L’architecture semble le plus grave, le plus froid des arts, et mêlée de plus en plus aux calculs de statique, aux bilans financiers, aux précautions administratives. Pure apparence : elle reste l’une des manières les plus fières de créer, de rêver, une ambition plus haute et aussi vive que la politique. Le génie ardent et superbe de Wright lui a créé, en plein XXe siècle, une carrière aussi pleine d’embûches, de revers et de victoires que celle d’un artiste de la Renaissance.
Enfance puritaine et rustique
Les Lloyd, Gallois d’origine, étaient une famille de fermiers, de pionniers et de prêcheurs ; leur devise était : « la vérité contre le monde ». La mère de notre architecte était une Lloyd ; dès avant la naissance de Frank, son fils aîné, elle l’avait destiné à l’architecture.
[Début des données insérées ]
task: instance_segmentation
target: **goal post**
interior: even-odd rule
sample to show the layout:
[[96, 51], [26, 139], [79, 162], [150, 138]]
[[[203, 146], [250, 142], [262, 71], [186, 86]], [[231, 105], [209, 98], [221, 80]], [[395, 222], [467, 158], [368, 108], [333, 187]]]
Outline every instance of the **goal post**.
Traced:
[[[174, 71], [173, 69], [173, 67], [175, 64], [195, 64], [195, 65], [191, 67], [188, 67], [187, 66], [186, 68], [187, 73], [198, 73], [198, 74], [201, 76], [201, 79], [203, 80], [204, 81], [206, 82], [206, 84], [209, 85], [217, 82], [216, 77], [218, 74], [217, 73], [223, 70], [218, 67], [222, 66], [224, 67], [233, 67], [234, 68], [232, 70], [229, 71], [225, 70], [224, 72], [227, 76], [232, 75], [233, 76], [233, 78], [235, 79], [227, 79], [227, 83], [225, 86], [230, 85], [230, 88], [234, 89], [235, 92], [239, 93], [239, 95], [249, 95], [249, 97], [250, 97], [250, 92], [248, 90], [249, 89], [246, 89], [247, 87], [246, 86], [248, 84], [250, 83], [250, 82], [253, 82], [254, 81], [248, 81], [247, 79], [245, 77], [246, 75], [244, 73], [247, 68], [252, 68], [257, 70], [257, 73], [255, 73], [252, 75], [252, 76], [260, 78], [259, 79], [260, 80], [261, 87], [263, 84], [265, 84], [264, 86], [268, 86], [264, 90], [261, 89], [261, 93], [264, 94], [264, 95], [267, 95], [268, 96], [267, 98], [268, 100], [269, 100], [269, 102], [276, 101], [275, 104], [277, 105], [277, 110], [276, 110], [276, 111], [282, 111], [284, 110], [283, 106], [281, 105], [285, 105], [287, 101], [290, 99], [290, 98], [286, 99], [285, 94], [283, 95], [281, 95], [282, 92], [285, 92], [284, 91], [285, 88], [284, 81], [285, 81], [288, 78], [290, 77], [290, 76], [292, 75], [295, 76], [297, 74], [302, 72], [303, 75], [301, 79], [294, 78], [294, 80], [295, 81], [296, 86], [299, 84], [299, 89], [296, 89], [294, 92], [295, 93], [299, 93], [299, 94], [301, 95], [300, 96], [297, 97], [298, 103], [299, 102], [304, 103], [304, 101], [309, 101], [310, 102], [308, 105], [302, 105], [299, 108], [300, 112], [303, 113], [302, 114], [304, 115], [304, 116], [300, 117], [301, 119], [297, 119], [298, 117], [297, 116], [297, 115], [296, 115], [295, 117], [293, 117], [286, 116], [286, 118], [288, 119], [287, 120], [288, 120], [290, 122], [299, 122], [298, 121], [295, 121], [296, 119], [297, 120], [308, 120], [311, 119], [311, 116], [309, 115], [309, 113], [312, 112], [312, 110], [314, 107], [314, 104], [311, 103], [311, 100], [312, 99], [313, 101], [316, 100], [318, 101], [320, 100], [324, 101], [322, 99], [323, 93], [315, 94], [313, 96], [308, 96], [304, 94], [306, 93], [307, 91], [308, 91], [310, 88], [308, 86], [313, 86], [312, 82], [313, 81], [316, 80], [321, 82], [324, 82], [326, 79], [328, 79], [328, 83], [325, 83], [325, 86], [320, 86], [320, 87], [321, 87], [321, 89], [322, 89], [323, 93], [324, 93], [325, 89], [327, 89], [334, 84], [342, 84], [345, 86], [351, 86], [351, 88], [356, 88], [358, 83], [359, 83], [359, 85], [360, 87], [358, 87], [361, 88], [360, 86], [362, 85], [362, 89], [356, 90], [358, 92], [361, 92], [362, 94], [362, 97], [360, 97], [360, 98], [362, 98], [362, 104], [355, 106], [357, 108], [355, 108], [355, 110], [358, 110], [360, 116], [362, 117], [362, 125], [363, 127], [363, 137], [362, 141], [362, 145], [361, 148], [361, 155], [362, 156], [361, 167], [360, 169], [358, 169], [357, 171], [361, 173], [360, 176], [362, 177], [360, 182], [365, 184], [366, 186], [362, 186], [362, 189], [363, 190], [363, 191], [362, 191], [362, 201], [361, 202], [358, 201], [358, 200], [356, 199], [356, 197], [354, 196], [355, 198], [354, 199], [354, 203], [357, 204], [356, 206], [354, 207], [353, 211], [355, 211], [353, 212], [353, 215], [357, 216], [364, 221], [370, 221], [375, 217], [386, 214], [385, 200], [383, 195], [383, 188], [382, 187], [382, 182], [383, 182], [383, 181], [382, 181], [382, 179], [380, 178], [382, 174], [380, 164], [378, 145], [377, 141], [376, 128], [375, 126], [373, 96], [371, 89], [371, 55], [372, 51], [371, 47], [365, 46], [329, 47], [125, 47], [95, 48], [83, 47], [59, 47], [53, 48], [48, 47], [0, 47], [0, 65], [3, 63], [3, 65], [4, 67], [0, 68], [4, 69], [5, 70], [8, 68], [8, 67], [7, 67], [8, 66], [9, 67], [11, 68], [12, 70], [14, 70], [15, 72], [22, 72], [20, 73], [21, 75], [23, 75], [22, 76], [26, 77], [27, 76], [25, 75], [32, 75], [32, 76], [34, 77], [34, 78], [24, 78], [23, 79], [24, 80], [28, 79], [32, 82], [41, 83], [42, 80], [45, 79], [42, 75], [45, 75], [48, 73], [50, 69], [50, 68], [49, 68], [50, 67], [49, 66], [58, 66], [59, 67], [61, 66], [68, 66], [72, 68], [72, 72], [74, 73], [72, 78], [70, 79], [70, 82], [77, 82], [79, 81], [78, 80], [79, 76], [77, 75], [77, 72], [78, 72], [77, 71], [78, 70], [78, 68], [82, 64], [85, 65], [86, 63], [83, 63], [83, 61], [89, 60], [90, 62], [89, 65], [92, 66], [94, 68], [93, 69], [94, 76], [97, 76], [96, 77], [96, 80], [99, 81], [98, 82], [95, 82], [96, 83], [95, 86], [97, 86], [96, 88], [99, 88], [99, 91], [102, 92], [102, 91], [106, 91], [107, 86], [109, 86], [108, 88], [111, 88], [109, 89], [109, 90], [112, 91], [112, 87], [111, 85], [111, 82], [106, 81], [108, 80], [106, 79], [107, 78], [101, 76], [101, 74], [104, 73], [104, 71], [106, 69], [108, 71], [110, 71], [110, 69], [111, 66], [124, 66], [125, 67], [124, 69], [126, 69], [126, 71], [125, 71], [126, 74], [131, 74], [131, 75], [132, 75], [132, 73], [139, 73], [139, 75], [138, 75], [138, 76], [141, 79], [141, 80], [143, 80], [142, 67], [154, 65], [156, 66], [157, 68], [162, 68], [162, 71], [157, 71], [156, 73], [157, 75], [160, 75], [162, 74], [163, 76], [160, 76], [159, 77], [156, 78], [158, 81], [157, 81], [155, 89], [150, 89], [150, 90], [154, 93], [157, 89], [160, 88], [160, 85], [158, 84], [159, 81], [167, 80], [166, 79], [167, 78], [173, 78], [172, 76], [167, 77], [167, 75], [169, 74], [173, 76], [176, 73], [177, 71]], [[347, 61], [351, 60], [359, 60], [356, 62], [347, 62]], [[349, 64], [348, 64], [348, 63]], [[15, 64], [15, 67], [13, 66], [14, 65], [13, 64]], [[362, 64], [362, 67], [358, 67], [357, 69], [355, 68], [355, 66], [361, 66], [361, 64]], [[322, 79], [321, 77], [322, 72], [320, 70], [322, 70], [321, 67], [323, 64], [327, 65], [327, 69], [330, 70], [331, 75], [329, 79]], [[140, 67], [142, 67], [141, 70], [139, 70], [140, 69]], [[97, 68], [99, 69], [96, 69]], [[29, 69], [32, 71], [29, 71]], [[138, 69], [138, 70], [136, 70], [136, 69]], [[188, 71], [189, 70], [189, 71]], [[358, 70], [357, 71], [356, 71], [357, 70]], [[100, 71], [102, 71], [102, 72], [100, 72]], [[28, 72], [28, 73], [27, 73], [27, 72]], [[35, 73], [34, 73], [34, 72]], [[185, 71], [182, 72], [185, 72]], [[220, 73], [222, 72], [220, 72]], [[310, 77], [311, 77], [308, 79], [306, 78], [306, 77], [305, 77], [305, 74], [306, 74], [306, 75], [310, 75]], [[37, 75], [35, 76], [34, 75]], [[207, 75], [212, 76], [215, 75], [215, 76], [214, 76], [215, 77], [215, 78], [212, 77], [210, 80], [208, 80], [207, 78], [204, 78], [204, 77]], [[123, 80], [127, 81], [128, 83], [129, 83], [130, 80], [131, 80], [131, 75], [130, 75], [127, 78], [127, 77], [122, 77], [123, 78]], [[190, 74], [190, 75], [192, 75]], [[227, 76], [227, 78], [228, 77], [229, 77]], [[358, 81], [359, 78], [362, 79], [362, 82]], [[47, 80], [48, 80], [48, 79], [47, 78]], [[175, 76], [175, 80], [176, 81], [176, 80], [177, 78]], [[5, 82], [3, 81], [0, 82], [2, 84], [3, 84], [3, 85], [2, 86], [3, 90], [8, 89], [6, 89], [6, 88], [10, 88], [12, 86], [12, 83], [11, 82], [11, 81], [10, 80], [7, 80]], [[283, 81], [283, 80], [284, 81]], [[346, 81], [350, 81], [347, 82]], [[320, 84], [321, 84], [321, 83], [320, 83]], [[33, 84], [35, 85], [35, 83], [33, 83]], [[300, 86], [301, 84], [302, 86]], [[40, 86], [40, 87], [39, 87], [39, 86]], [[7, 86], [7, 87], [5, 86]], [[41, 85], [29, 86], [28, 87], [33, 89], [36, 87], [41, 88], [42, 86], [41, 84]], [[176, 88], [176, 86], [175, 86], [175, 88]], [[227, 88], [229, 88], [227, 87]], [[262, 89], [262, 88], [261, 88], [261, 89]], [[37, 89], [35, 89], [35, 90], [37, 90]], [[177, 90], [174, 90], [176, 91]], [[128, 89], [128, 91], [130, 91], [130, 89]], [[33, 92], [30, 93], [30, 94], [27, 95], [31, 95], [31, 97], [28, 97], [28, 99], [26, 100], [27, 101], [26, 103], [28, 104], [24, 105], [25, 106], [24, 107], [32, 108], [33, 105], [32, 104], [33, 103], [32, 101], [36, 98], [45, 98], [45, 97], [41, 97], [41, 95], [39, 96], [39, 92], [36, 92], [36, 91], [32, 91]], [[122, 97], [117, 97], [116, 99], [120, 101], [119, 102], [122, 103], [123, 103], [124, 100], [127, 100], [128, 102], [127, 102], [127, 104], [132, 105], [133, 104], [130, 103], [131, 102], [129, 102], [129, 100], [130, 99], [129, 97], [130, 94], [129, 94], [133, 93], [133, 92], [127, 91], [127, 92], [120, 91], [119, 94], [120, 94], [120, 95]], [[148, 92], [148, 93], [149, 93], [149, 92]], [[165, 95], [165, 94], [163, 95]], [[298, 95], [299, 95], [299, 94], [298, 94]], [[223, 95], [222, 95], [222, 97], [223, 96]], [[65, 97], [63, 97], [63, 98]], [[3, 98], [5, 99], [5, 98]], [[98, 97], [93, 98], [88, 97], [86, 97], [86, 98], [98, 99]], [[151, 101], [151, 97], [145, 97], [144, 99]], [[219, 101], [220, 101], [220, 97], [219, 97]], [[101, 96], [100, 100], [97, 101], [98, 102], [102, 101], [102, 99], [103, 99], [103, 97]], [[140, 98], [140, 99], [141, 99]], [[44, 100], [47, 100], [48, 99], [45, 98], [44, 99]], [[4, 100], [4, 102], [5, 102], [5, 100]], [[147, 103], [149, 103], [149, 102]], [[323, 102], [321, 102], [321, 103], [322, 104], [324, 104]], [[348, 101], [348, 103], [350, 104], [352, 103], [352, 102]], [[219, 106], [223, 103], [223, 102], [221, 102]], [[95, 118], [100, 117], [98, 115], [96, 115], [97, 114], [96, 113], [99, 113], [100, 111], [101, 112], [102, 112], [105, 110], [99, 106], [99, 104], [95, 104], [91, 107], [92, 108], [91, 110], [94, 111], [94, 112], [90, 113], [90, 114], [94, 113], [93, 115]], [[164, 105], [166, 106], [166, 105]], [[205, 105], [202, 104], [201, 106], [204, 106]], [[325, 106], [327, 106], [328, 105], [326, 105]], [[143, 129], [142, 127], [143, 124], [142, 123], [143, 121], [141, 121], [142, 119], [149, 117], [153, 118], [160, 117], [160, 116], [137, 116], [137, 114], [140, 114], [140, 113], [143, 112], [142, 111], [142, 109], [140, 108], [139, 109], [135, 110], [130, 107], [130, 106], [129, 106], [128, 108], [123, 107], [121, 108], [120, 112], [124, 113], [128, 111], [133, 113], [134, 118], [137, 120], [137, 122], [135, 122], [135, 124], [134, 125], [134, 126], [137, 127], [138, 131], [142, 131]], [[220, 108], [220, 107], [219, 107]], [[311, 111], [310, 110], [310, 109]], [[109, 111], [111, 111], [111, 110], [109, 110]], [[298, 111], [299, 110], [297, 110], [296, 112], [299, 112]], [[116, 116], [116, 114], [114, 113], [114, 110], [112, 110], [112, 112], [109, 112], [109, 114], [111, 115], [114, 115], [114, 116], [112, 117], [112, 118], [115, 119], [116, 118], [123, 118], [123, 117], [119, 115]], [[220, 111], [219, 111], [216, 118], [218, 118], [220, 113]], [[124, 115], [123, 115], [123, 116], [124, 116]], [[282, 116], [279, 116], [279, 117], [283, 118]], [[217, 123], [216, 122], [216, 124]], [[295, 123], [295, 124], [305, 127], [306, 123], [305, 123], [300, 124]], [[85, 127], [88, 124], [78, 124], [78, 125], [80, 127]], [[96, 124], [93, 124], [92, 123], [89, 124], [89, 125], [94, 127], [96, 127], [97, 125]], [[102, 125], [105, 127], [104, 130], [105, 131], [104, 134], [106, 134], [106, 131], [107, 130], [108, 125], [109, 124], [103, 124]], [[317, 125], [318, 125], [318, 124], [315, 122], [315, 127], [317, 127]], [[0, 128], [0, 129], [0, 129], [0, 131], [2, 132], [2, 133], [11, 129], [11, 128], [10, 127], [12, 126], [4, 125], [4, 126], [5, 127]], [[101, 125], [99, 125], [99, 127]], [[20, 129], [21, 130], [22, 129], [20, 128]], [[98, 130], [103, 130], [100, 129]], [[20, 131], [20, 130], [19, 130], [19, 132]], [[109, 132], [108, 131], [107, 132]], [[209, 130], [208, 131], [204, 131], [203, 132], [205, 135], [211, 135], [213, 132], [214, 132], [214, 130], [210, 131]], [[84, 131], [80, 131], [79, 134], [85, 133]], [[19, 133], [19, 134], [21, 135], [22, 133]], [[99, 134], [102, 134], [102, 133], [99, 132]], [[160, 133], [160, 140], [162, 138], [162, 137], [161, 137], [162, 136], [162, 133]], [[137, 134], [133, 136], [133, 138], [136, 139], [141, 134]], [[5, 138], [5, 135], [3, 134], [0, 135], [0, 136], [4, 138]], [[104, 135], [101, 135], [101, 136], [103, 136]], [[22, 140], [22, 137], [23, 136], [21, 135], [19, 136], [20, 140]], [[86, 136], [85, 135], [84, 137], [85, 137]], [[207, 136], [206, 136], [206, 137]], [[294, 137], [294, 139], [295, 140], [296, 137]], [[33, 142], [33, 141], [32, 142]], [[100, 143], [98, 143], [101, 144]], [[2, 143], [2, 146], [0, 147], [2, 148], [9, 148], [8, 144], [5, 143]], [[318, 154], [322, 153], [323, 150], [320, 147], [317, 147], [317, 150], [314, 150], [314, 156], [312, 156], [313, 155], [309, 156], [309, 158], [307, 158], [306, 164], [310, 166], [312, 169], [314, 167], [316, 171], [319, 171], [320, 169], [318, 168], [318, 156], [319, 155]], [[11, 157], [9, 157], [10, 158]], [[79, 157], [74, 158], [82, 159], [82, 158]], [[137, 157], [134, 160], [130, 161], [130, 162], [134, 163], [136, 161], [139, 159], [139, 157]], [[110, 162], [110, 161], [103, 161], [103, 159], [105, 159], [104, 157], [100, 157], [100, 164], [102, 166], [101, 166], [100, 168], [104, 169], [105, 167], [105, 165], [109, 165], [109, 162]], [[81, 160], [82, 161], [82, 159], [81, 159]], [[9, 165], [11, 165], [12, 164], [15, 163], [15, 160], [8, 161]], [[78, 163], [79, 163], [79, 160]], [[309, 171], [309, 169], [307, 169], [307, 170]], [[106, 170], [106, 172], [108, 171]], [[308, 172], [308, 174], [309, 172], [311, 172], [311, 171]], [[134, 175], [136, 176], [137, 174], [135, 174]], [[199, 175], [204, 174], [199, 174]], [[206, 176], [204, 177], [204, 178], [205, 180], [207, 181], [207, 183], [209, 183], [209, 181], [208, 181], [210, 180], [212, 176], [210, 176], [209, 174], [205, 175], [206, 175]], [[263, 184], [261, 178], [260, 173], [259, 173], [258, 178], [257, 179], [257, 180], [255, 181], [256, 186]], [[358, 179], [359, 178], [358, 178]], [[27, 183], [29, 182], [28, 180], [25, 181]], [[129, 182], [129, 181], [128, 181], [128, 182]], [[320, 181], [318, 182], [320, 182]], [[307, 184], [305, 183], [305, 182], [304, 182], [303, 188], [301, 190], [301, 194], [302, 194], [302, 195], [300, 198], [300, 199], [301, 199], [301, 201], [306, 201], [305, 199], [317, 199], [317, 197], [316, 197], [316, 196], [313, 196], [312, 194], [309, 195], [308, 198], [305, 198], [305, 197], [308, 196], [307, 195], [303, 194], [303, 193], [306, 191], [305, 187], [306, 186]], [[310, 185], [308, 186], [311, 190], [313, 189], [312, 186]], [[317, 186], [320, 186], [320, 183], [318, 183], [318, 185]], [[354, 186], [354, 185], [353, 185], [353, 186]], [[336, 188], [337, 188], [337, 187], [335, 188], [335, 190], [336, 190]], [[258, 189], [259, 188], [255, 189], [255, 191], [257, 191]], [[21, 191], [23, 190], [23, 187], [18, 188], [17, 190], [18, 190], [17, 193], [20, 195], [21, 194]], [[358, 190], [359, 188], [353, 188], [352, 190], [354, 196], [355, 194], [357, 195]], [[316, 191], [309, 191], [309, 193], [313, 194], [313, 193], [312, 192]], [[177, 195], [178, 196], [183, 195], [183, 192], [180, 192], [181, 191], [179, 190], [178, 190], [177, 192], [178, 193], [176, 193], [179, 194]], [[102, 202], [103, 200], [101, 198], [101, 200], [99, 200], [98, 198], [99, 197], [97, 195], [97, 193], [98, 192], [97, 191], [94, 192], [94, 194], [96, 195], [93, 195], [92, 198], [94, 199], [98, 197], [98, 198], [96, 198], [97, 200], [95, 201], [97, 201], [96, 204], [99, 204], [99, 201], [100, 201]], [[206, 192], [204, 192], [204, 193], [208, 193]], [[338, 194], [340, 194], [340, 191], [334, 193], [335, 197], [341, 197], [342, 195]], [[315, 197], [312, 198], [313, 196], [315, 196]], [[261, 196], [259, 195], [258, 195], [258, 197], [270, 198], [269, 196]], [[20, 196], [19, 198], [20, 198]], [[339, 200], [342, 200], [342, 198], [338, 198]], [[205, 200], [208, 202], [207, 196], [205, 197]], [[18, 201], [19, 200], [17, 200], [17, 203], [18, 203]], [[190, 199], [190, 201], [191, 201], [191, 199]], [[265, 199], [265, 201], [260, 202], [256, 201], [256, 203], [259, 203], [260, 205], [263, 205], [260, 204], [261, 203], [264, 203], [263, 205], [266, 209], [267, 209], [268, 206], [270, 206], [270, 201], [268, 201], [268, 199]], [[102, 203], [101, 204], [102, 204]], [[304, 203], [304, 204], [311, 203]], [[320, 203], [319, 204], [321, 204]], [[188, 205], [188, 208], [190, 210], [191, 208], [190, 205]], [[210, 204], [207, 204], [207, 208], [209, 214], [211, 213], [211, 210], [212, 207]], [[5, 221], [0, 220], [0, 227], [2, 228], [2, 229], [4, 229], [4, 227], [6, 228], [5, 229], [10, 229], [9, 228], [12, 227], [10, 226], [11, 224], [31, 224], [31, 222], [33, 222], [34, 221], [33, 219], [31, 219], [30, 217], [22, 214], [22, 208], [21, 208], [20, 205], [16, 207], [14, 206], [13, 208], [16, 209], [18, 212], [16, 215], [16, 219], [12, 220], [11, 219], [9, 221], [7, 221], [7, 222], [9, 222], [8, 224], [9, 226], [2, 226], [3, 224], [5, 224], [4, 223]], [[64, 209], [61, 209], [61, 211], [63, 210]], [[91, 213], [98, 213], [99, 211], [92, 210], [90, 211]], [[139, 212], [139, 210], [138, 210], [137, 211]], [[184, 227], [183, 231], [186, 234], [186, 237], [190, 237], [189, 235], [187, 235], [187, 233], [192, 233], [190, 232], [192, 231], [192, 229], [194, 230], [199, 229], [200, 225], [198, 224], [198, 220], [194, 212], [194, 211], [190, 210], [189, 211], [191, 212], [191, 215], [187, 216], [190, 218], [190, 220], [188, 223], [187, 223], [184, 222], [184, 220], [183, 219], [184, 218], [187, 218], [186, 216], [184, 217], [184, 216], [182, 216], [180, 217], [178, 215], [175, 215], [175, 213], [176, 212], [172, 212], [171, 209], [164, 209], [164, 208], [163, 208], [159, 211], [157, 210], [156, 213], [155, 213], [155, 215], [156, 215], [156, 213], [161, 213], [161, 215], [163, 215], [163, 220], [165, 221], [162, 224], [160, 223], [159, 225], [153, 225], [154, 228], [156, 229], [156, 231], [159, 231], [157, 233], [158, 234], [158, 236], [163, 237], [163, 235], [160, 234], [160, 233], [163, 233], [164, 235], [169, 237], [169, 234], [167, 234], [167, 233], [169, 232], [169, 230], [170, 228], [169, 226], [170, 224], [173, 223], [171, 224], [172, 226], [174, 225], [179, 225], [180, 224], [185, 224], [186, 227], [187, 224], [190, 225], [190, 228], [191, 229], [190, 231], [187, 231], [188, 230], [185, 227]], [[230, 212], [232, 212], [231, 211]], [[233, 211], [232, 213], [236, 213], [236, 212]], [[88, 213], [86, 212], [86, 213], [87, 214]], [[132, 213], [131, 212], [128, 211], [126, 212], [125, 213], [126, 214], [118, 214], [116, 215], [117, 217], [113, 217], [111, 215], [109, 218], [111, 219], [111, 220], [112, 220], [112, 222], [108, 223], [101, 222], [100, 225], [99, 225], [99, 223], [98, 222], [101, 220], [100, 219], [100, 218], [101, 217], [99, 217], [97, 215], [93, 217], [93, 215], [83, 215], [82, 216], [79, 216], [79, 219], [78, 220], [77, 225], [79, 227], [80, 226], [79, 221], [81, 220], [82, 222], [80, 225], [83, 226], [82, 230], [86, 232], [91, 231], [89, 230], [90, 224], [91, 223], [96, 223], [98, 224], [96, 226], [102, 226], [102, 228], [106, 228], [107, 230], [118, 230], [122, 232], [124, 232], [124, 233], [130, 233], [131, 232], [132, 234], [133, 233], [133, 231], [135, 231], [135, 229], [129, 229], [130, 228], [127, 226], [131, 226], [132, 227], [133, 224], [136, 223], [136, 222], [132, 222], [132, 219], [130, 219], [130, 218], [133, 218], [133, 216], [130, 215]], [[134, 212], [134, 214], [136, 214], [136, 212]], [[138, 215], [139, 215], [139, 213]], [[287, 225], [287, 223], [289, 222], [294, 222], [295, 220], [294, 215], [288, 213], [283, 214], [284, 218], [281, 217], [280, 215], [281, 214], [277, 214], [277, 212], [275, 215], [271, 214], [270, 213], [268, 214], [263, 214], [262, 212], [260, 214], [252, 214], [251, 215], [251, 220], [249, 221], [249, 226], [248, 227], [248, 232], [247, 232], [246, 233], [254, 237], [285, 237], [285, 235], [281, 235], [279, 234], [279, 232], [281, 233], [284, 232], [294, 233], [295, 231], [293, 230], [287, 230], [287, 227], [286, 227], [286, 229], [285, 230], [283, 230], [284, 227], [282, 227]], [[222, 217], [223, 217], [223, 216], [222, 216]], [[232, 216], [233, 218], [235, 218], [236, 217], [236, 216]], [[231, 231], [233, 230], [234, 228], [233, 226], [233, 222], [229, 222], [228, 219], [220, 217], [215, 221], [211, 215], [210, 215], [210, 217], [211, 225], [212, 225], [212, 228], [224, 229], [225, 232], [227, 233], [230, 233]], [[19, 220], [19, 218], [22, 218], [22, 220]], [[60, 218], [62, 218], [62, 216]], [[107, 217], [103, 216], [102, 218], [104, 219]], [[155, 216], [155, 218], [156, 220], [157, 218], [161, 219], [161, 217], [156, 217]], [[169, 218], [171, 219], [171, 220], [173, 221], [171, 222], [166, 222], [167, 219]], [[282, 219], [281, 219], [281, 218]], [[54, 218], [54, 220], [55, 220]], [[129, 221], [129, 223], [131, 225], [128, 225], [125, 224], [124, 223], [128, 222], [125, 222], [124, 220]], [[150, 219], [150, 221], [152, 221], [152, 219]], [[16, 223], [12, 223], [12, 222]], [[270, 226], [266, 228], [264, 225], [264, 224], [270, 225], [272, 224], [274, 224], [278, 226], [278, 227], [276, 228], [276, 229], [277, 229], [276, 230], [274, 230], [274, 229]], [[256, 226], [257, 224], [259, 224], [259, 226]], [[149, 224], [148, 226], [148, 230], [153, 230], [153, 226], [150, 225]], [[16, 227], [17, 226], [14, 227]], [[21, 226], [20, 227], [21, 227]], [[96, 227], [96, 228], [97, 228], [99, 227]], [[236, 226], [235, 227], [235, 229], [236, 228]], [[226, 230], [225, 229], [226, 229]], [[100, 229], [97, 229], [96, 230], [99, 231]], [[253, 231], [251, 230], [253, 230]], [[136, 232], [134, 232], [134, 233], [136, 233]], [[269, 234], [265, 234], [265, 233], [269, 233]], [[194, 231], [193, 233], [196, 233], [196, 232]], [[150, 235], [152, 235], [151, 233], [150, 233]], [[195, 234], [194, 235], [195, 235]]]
Le père, un prêcheur aussi, mais non de la même race : un inquiet, un nerveux, joueur de Bach à l’orgue, tour à tour distrait et irrité devant ses propres enfants, compte à peine dans cette famille, où il n’a été qu’un étranger, chassé enfin pour ne plus revenir.
Le petit Frank va l’hiver à l’école ; son éducation n’est que trop surveillée peut-être, car il a deux tantes institutrices. Mais s’il fréquente l’école pendant tout le long hiver du Wisconsin, pendant l’été il doit d’abord, sous les ordres de ses oncles, travailler comme un jeune garçon de ferme. Il prend là le goût de la vie à la dure : il se promènera toute sa vie pieds nus à la campagne ; le besoin du plein air, le sens de la communion avec la nature. Mais il ne devient pas un prêcheur. Le prophète de la famille est Isaïe, et Isaïe dédaigne « la fleur qui passe et l’herbe qui se fane ». Le petit Frank, au contraire, sera toujours amoureux de la fleur et de l’herbe. Un beau jour d’hiver, l’un de ses oncles, en une parabole muette, l’emmène dans la neige vers certain point des alentours : l’enfant échappe à la main de l’oncle, court de-ci de-là, fait des cueillettes. Au bout du chemin, l’oncle lui montre les deux traces : la belle piste parfaitement droite qu’ont faite les pas de l’homme, le chemin capricieux qu’esquissent les pas de l’enfant. Le petit Frank comprend la leçon, la beauté de cette ligne droite, mais il devine aussi que ce n’est pas tout, car il a bien joué et il a les mains pleines.
Leçon de Viollet-le-Duc
Adolescent, il va fréquenter les cours de l’Université la plus voisine, celle de Wisconsin ; pas de classes d’architecture ; il suivra donc les classes de génie civil. Sans doute ce fut une chance pour lui que d’étudier d’abord la statique et la résistance des matériaux, sans leçons de style. Et sans doute il en a beaucoup profité, car il aimait son maître, et il n’a rien appris que de ceux qu’il a aimés. Un jour, il voit s’écrouler devant lui le Capitole d’État : forte leçon. L’architecte avait prévu des colonnes si puissantes que l’entrepreneur ne les avait remplies que de débris.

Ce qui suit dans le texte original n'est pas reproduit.